Vu la procédure suivante :
Par une requête, enregistrée le 3 septembre 2021, Mme A B demande au tribunal :
1°) d'annuler la décision implicite par laquelle le directeur de l'agence Pôle emploi a rejeté son recours tendant à contester la suspension de son contrat de sécurisation professionnelle avec effet rétroactif au 11 décembre 2020 ;
2°) d'enjoindre à Pôle emploi de la rétablir dans ses droits à ce dispositif tant qu'elle n'aura pas retrouvé un emploi ou que sa durée maximale ne sera pas expirée ;
3°) de condamner Pôle emploi à lui verser la somme de 7 397,28 euros correspondant à la différence entre l'ARE perçue et l'ASP qui lui est due au 1er septembre 2021, somme à parfaire à la date du jugement ;
4°) de condamner Pôle emploi à lui verser une somme de 20 000 euros en réparation des pertes et troubles causés dans ses conditions d'existence du fait de ses agissements, avec intérêts légaux à compter du 11 mai 2021 ;
5°) de mettre à la charge de Pôle emploi une somme de 1 000 euros au titre de l'article L. 761-1 du code de justice administrative.
Vu :
- le code du travail ;
- le code de justice administrative.
1. Aux termes de l'article R. 222-1 du code de justice administrative : " Les présidents de tribunal administratif () et les présidents de formation de jugement des tribunaux () peuvent, par ordonnance : () / 2° Rejeter les requêtes ne relevant manifestement pas de la compétence de la juridiction administrative ; () ".

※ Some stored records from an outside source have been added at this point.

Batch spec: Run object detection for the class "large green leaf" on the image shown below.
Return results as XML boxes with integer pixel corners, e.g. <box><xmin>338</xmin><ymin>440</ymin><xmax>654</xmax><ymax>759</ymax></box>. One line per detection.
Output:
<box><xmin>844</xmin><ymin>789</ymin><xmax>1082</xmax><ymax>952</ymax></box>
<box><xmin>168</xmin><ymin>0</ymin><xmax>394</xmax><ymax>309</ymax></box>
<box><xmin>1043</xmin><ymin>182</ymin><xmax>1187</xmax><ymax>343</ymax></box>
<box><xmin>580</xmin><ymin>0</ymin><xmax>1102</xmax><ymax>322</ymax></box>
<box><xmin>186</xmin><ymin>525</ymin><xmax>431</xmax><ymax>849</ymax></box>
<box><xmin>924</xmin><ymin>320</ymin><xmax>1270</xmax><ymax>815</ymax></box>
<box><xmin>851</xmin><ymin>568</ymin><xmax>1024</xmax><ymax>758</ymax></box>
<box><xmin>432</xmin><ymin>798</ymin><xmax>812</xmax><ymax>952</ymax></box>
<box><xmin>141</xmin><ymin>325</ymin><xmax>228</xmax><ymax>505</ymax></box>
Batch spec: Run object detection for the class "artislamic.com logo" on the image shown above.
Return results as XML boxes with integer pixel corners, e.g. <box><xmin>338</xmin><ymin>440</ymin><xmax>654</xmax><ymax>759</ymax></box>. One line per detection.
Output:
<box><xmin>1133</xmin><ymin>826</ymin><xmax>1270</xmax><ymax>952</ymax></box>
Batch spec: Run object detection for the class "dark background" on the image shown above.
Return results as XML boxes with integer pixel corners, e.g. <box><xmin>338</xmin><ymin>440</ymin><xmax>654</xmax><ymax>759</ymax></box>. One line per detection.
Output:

2. Il résulte d'une part des dispositions des articles L. 5312-1 et L. 5312-12 du code du travail , éclairées par les travaux préparatoires de la loi du 13 février 2008 relative à la réforme de l'organisation du service public de l'emploi dont elles sont issues, que le législateur a souhaité que la réforme, qui s'est notamment caractérisée par la substitution de Pôle emploi à l'Agence nationale pour l'emploi et aux associations pour l'emploi dans l'industrie et le commerce (Assedic), reste sans incidence sur le régime juridique des prestations et sur la juridiction compétente pour connaître du droit aux prestations, notamment sur la compétence de la juridiction judiciaire s'agissant des prestations servies au titre du régime d'assurance chômage. D'autre part, en application de l'article L. 1233-68 du code du travail, les allocations versées dans le cadre du contrat de sécurisation professionnelle comptent parmi les prestations servies au titre du régime d'assurance chômage. Par conséquent, la juridiction administrative n'est pas compétente pour connaître des litiges relatifs à l'attribution, la cessation ou la récupération de cette prestation.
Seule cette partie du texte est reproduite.